Here's some code snippets: Titan graph creation
public long createGraphDB(String datasetRoot, TitanGraph titanGraph) {
long duration;
long startTime = System.nanoTime();
try {
BufferedReader reader = new BufferedReader(new InputStreamReader(new FileInputStream(datasetRoot)));
String line;
int lineCounter = 1;
while((line = reader.readLine()) != null) {
if(lineCounter > 4) {
String[] parts = line.split(" ");
Vertex srcVertex = titanGraph.addVertex(null);
srcVertex.setProperty( "nodeId", parts[0] );
Vertex dstVertex = titanGraph.addVertex(null);
dstVertex.setProperty( "nodeId", parts[1] );
Edge edge = titanGraph.addEdge(null, srcVertex, dstVertex, "similar");
titanGraph.commit();
}
lineCounter++;
}
reader.close();
}
catch(IOException ioe) {
ioe.printStackTrace();
}
catch( Exception e ) {
titanGraph.rollback();
}
long endTime = System.nanoTime();
duration = endTime - startTime;
return duration;
}
OrientDB graph creation:
public long createGraphDB(String datasetRoot, OrientGraph orientGraph) {
long duration;
long startTime = System.nanoTime();
try {
BufferedReader reader = new BufferedReader(new InputStreamReader(new FileInputStream(datasetRoot)));
String line;
int lineCounter = 1;
while((line = reader.readLine()) != null) {
if(lineCounter > 4) {
String[] parts = line.split(" ");
Vertex srcVertex = orientGraph.addVertex(null);
srcVertex.setProperty( "nodeId", parts[0] );
Vertex dstVertex = orientGraph.addVertex(null);
dstVertex.setProperty( "nodeId", parts[1] );
Edge edge = orientGraph.addEdge(null, srcVertex, dstVertex, "similar");
orientGraph.commit();
}
lineCounter++;
}
reader.close();
}
catch(IOException ioe) {
ioe.printStackTrace();
}
catch( Exception e ) {
orientGraph.rollback();
}
long endTime = System.nanoTime();
duration = endTime - startTime;
return duration;
Neo4j graph creation:
public long createDB(String datasetRoot, GraphDatabaseService neo4jGraph) {
long duration;
long startTime = System.nanoTime();
Transaction tx = neo4jGraph.beginTx();
try {
BufferedReader reader = new BufferedReader(new InputStreamReader(new FileInputStream(datasetRoot)));
String line;
int lineCounter = 1;
while((line = reader.readLine()) != null) {
if(lineCounter > 4) {
String[] parts = line.split(" ");
Node srcNode = neo4jGraph.createNode();
srcNode.setProperty("nodeId", parts[0]);
Node dstNode = neo4jGraph.createNode();
dstNode.setProperty("nodeId", parts[1]);
Relationship relationship = srcNode.createRelationshipTo(dstNode, RelTypes.SIMILAR);
}
lineCounter++;
}
tx.success();
reader.close();
}
catch (IOException e) {
e.printStackTrace();
}
finally {
tx.finish();
}
long endTime = System.nanoTime();
duration = endTime - startTime;
return duration;
}
EDIT: I tried the BatchGraph solution and it seems that it will run forever.

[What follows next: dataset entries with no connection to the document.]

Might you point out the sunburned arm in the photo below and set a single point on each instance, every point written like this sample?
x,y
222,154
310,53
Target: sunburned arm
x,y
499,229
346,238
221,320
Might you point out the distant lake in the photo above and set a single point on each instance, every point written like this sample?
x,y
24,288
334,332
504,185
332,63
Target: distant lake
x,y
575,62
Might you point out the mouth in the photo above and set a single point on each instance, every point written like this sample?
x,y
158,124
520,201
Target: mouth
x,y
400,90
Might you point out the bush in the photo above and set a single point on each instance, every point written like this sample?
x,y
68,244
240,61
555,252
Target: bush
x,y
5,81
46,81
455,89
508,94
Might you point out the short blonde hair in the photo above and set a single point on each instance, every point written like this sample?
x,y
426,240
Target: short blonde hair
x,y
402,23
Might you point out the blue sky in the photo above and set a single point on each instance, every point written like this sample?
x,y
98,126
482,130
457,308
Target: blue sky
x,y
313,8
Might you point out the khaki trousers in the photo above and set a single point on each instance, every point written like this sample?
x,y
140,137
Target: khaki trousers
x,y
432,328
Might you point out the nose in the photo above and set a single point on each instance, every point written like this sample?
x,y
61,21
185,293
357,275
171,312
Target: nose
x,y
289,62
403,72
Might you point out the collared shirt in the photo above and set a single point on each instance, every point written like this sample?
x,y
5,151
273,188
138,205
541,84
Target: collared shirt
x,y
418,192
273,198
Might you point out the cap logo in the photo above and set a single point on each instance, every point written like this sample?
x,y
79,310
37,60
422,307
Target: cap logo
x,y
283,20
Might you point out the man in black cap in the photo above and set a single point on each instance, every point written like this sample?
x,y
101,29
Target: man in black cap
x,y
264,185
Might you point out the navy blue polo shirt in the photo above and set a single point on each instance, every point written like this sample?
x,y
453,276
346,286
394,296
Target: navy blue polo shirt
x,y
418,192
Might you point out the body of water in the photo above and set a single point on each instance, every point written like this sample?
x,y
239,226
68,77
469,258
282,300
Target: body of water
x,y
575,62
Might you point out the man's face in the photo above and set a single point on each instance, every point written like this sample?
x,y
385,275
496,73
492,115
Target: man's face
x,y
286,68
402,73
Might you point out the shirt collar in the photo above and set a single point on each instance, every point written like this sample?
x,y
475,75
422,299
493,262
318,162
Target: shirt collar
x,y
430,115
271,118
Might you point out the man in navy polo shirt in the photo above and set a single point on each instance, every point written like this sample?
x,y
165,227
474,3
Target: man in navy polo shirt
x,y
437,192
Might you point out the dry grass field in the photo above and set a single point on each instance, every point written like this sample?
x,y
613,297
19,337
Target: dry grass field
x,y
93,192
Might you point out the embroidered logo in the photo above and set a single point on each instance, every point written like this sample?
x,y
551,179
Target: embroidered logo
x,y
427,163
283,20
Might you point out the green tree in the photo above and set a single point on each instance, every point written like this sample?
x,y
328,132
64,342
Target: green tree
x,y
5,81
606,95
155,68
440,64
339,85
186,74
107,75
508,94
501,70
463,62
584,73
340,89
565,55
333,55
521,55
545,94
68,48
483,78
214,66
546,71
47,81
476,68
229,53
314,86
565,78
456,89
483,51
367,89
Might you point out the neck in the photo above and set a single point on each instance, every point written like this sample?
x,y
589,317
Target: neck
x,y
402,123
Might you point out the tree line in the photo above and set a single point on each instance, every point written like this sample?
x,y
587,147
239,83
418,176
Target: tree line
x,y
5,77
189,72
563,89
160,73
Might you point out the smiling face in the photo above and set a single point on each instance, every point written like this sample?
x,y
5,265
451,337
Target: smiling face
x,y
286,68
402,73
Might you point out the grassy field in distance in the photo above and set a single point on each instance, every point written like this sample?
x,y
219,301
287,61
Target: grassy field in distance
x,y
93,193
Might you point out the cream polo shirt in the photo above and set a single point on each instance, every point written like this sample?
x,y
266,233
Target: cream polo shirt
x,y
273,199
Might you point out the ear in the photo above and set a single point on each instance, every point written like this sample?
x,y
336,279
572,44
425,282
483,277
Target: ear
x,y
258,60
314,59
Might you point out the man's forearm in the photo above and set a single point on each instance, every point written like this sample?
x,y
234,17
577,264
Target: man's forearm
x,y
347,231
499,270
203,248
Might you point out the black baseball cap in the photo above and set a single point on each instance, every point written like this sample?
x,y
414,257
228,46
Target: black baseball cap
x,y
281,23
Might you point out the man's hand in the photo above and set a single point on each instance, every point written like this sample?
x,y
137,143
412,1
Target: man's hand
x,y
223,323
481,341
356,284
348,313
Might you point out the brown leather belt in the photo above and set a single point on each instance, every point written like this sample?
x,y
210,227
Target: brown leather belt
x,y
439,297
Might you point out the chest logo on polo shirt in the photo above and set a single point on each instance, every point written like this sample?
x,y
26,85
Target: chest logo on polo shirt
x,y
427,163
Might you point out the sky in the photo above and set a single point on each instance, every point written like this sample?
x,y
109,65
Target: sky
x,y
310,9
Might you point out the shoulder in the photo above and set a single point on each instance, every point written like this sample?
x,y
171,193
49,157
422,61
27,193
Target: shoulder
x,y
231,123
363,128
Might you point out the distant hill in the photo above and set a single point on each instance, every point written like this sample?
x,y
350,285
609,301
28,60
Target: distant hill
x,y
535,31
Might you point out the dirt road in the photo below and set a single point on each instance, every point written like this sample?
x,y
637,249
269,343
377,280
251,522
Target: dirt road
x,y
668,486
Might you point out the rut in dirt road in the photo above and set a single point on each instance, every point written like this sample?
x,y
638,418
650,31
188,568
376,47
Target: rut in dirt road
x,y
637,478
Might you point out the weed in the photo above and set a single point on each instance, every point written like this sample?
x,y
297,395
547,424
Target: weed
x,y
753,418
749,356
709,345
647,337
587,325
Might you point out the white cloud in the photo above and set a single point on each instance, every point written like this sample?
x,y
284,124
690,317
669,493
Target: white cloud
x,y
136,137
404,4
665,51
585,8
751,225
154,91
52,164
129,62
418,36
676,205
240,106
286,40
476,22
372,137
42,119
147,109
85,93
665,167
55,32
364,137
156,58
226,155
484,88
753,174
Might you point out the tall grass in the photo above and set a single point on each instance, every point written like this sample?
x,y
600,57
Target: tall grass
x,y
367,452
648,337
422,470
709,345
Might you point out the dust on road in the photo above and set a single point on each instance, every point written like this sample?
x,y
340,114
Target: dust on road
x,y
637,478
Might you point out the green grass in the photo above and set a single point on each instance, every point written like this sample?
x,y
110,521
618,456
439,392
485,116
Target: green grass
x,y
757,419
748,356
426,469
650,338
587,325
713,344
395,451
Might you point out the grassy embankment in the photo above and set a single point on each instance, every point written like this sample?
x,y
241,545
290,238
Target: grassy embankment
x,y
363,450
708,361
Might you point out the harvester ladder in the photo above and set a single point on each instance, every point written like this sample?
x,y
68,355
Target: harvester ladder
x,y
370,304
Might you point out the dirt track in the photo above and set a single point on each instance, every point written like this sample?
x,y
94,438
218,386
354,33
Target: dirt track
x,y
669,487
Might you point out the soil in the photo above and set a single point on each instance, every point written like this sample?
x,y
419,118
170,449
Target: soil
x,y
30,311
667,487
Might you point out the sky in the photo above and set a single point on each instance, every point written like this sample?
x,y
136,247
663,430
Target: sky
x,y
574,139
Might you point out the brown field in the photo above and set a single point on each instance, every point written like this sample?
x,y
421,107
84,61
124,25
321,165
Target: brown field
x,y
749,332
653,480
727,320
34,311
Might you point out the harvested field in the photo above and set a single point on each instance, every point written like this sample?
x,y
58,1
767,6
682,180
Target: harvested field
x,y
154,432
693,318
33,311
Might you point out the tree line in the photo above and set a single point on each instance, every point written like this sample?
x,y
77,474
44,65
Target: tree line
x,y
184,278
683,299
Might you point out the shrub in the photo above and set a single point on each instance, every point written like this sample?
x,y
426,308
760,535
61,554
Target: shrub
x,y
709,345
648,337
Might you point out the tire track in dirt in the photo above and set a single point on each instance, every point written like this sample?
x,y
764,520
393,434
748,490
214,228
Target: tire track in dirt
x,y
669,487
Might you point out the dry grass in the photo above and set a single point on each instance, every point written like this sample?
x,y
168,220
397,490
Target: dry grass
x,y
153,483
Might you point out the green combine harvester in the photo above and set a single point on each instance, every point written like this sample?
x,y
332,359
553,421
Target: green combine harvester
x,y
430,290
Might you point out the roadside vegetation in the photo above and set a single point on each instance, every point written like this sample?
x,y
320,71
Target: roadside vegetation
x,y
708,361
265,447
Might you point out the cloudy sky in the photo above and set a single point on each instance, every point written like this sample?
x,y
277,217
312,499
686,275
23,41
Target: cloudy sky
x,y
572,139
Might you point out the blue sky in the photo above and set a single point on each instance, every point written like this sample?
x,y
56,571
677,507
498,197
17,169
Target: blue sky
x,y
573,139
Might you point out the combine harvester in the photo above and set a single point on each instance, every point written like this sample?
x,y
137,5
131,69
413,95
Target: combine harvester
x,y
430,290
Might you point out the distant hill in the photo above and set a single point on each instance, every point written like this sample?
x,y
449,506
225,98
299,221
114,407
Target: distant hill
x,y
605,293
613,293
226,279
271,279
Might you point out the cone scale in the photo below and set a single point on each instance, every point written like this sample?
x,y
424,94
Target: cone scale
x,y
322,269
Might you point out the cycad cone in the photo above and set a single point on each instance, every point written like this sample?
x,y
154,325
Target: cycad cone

It run the whole night yesterday and it never came to an end. I had to stop it. Is there anything wrong in my code?
TitanGraph graph = TitanFactory.open("data/titan");
BatchGraph<TitanGraph> batchGraph = new BatchGraph<TitanGraph>(graph, VertexIDType.STRING, 1000);
try {
BufferedReader reader = new BufferedReader(new InputStreamReader(new FileInputStream("data/flickrEdges.txt")));
String line;
int lineCounter = 1;
while((line = reader.readLine()) != null) {
if(lineCounter > 4) {
String[] parts = line.split(" ");
Vertex srcVertex = batchGraph.getVertex(parts[0]);
if(srcVertex == null) {
srcVertex = batchGraph.addVertex(parts[0]);
}
Vertex dstVertex = batchGraph.getVertex(parts[1]);
if(dstVertex == null) {
dstVertex = batchGraph.addVertex(parts[1]);
}
Edge edge = batchGraph.addEdge(null, srcVertex, dstVertex, "similar");
batchGraph.commit();
}
lineCounter++;
}
reader.close();
}
Upvotes: 0
Views: 817
Reputation: 9060
With OrientDB you can optimize this importing in 2 ways:
So open the graph using OrientGraphNoTx instead of OrientGraph, then try this snippet:
OrientVertex srcVertex = orientGraph.addVertex(null, "nodeId", parts[0] );
OrientVertex dstVertex = orientGraph.addVertex(null, "nodeId", parts[1] );
Edge edge = orientGraph.addEdge(null, srcVertex, dstVertex, "similar");
Without calling .commit().
Upvotes: 1
Reputation: 46216
As you are trying to compare multiple databases I would recommend generalizing your code to Blueprints. The Flickr dataset looks like the right size for something like the BatchGraph Graph wrapper. With BatchGraph
you can tune your commit sizes and focus on the code to manage the loading. In that way, you can have one simple class to load all the different Graphs (you could even extend your test to other Blueprints-enabled Graphs easily).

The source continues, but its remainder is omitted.